This repository provides the code for the paper "OTAPI: Optimizing Treatment Allocation in the Presence of Interference".
The structure of the code is as follows:
OTAPI/
|_ data/
|_ semi_synthetic/
|_ BC/
|_ Flickr/
|_ scripts/
|_ BC_experiment.py
|_ Enron_experiment.py
|_ Flickr_experiment.py
|_ runtime_experiment.py #Measure runtimes of the different methods
|_ spillover0_experiment.py #Experiment with spillover effect == 0
|_ spillover0.1_experiment.py # "" == 0.1
|_ spillover0.3_experiment.py # "" == 0.3
|_ spillover0.5_experiment.py # "" == 0.5
|_ spillover0.7_experiment.py # "" == 0.7
|_ spillover_figures.py # Generate figures after all spillover experiments
|_ watts_strogatz.py
|_ src/
|_ data/
|_ data_generator.py # Code to generate synthetic and semi-synthetic data
|_ datatools.py
|_ methods/
|_ allocation/ # Allocation optimization
|_ utils/
|_ CELF.py # Code for CELF algorithm
|_ Genetic_algorithm.py # Code for genetic algorithms
|_ allocation_utils.py # Utils for the allocations
|_ allocations_runtime.py # Code to measure the runtime of the allocation methods
|_ extra_allocations.py # Code to run extra experiments for the appendix
|_ get_allocations.py # Code to run and save the allocations
|_ causal_models/ # Train relational causal estimator
|_ baselineModels.py # Baseline models (e.g., TARNet and CFR)

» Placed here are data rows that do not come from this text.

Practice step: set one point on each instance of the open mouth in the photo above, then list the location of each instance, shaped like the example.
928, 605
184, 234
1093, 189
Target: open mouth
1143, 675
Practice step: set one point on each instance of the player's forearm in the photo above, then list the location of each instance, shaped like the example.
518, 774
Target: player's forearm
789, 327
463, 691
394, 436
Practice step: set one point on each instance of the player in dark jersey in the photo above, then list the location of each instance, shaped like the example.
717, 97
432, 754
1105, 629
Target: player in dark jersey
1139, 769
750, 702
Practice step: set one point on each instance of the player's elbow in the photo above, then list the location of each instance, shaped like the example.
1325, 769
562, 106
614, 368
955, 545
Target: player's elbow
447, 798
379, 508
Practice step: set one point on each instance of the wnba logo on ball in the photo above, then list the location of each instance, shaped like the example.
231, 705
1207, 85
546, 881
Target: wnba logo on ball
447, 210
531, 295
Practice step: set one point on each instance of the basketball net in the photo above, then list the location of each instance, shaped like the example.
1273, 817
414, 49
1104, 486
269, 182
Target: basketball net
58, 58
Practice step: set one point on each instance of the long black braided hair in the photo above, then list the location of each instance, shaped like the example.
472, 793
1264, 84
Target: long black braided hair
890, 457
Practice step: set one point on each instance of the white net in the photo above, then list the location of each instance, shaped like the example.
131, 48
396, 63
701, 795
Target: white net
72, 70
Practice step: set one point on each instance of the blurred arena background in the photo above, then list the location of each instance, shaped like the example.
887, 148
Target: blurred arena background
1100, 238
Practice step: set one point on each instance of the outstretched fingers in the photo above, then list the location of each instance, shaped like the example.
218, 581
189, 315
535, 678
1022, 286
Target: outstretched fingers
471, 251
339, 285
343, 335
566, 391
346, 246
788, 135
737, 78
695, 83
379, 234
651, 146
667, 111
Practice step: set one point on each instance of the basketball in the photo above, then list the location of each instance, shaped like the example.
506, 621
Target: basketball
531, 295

|_ model_training.py # Model training and evaluation
|_ layers.py
|_ model.py # NetEst model
|_ modules.py
|_ model_tuning.py # Train best model
|_ utils/
|_ plotting.py/ # Generate figures
|_ utils.py/
The requirements.txt provides the necessary packages.
All code was written for python 3.10.13.
Download the data for the BC, Enron, and Flickr datasets from Google Drive. The original Flickr and BC data comes from this repo. We use the same data as Jiang & Sun (2022). The orginal Enron dataset comes from Network Repository.
Put the data in the data/semi_synthetic/ folder. Now, the results from the paper can be reproduced by setting the DIR variable to your directory and running the appropriate script. To reproduce Figures 5a and 5b, the results from all the spillover*_experiment.py are needed
before running the spillover_figures.py file to generate the figures.
Our code builds upon the code from Jiang & Sun (2022).
Jiang, S. & Sun, Y. (2022). Estimating causal effects on networked observational data via representation learning. In Proceedings of the 31st ACM International Conference on Information & Knowledge Management, (pp. 852–861).